И все же они чувствовали. “Какая очаровательная девочка!” – говорили гости об Элис; Мэри же, если ее замечали, называли рассудительной, находчивой, благоразумной. Поэтому отцовская оплошность не удивила их, а подтвердила догадку. Годами – нет, до конца жизни – Элис будет нести в себе воспоминание о том дне и сопутствующих ему чувствах – сперва радости и нежности, затем стыде, грусти и тревоге за сестру. Мэри – тоже годами, нет, до конца жизни – будет таскать сестру к зеркалу под предлогом очередной игры или чтобы посмеяться над тем, как они похожи, но на самом деле – чтобы изучить. Она видела различие, она не видела различие, и ей претила мысль, что больше всего оно заметно со стороны. Однако Мэри понимала, как и Элис, что, когда они вместе, воспоминание о том дне стирается и они снова становятся одним.
Когда Осгуды переехали в северный лес, сестрам было по четыре года, и, хотя со временем само путешествие изгладилось у них из памяти, в семейном кругу эту историю повторяли столько раз, что подробности словно и не забывались: снег, летящий из-под лошадиных копыт, скрипящие сани, стонущие струны фортепиано. Они рассказывали друг другу о ночи в шумном трактире близ Корбери, впоследствии снискавшем дурную славу; о высоких тсугах, об этих друидах в белых мантиях, росших вдоль длинной заснеженной дороги из Оукфилда; о соседских фермах вдалеке, о людях и возможностях, скрывавшихся внутри. На самом деле отчетливо им запомнился лишь последний отрезок пути: ледяной дождь окутал все травинки на поляне хрустальным коконом, солнце дробилось тысячью призм, и, спрыгнув с повозки, чтобы промчаться наперегонки с лошадью, они ощутили, и услышали, и увидели, как бьется вдребезги трава.

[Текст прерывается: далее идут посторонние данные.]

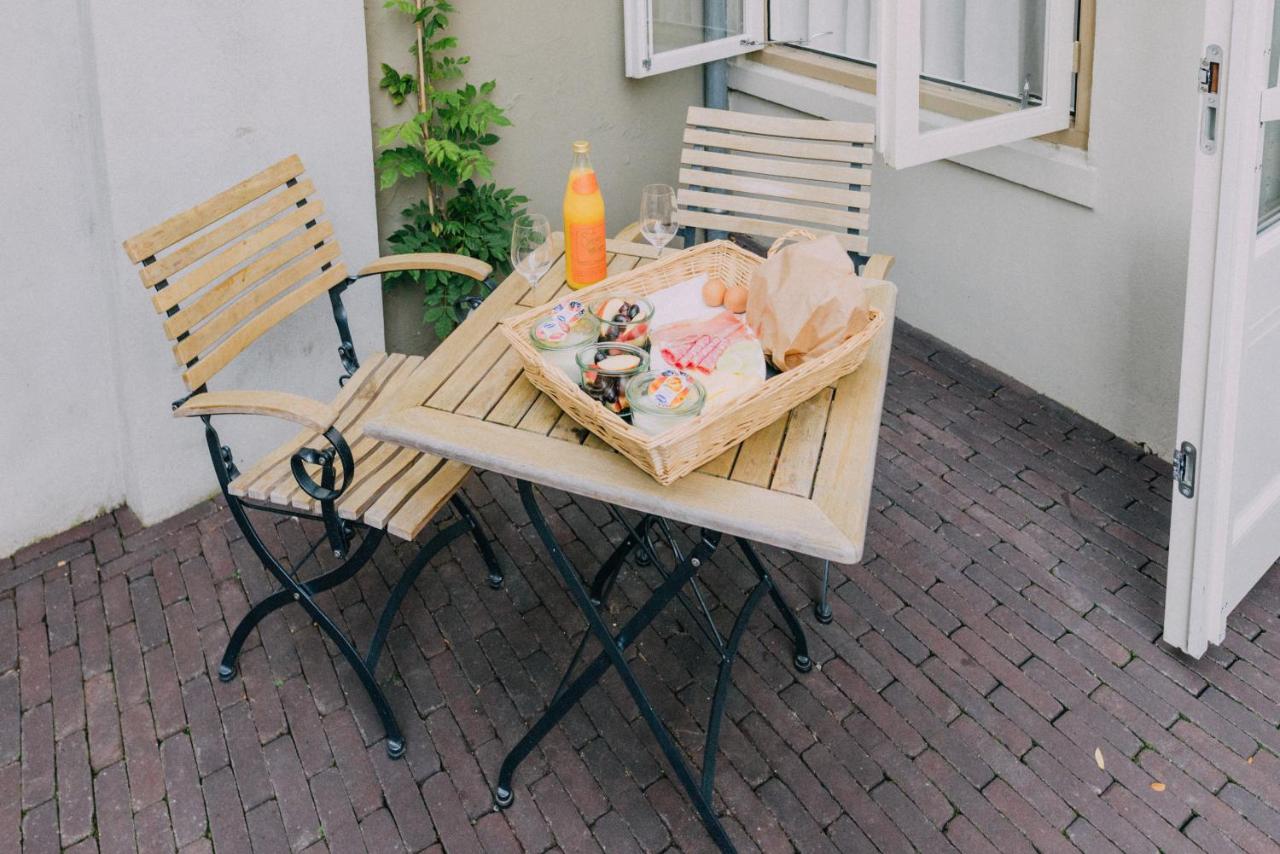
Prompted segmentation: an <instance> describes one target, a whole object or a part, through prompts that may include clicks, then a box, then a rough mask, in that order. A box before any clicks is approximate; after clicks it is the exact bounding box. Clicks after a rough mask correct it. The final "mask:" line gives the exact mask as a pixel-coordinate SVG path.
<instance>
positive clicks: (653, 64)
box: [622, 0, 765, 77]
mask: <svg viewBox="0 0 1280 854" xmlns="http://www.w3.org/2000/svg"><path fill="white" fill-rule="evenodd" d="M764 4H765V0H623V4H622V10H623V15H625V23H626V67H627V77H650V76H653V74H662V73H663V72H673V70H676V69H678V68H689V67H691V65H701V64H703V63H710V61H714V60H717V59H726V58H728V56H737V55H739V54H745V52H749V51H753V50H759V49H760V46H762V45H763V44H764Z"/></svg>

Годы спустя сестры, ветераны стольких зим, называли свое переселение в горы безумием и при мысли о бедствиях, которые могли постигнуть столь неопытных пионеров, смеялись и качали головой. Задумывался ли их отец о темных холодных ночах, которые им предстояло провести у кухонного очага вместе с Энн, Рамболдом и кобылой? О долгом пути в город за провизией? О рыскающих волках, что воют после метели? И все же они ничего не боялись, ни в чем не испытывали нужды. Склон над домом был словно создан для катания на санках, которые смастерил для них Рамболд. На этом склоне и росло то самое дерево, чьи плоды они пробовали осенью, когда отец вернулся из поездки с горящими глазами, взъерошенными волосами и весь в дорожной пыли.